Coluna: Criticas são necessárias. Mas com limites

Tem algo que realmente não gosto, e não faço. Criticar as pessoas por criticar. Escrevo sobre automobilismo desde 2004 (em rádio comecei aos 15 anos). E sempre achei desrespeitoso dizer que piloto tal é ruim, que outro é melhor……. Afinal trata-se de um esporte. E lógico, existem os melhores, e os piores. Mas simplesmente “detonar alguém” não é comigo.

 

Na F-1 principalmente, devido ao enorme talento de Emerson Fittipaldi, Nelson Piquet e Ayrton Senna é comum ler e ouvir criticas e até insultos, a qualquer outro piloto brasileiro que chegou a F-1. Mas que não foi Campeão Mundial de F-1. Rubens Barrichello e Felipe Massa não me deixam mentir. São fenômenos? Não. Só talentosos. Sim. Foram escudeiros de dois fenômenos da F-1. Sim. E se não fossem talentosos, não teriam guiado por tantos anos os carros da Ferrari.

 

Bom exemplo é o piloto alemão Bernd Schneider. Na F-1, não teve oportunidades. Guiou carros fracos em poucas provas. E por acaso, alguém o considera um piloto ruim? Só quem não entende nada de automobilismo. Em provas de turismo e longa distancia, Schneider é uma referencia. De títulos e vitórias. Tão aclamado em seu país quando Michael Schumacher, dono de sete títulos na F-1.

 

Hoje li uma crítica ácida em uma matéria publicada, em um grande site brasileiro. Sobre o brasileiro Pietro Fittipaldi. Dizendo que ele não é Max Verstappen.

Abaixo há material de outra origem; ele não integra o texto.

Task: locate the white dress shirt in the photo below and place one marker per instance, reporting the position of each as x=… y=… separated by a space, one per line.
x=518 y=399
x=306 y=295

A critica é em relação a sua contratação pela Fortec, para a disputa da F-3.5 V8 (a antiga World Series by Renault). Dizendo que ele fez um ano fraco na F-3 Europeia, e dando a entender que Pietro só conseguiu a vaga devido a ser neto de Emerson Fittipaldi. E que ele não é Max Verstappen, que pulou direto da F-3 Europeia para a F-1.

 

Para começar. Essa de comparar pilotos não é nada legal. O Verstappen foi um caso a parte na F-1 (o mais jovem piloto a estrear na F-1, com apenas um ano de provas em monopostos). Agora se o talentoso holandês (para muitos, mais piloto do que foi o pai Jos Versttapen) vai ter uma longa e vitoriosa carreira na F-1, não sei. Espero que sim.

 

Pietro tem apenas 19 anos, se vai chegar a F-1. Também não sei. Espero que sim. Se vai ser vitorioso lá. Também não sei. Espero que sim.

 

Mas escrever, detonando um jovem piloto que carrega um sobrenome famoso. Não é o correto.

 

Só para lembrar aos “entendidos” em F-1. O finlandês Keke Rosberg estreou na F-1 em 1978 aos 29 anos! Com um carro muito ruim. O Theodore TR01. Passou pela equipe Fittipaldi, e somente aos 32 anos conseguiu um lugar em um carro de ponta na F-1. Sendo Campeão Mundial de F-1 em 1982, com apenas uma vitória.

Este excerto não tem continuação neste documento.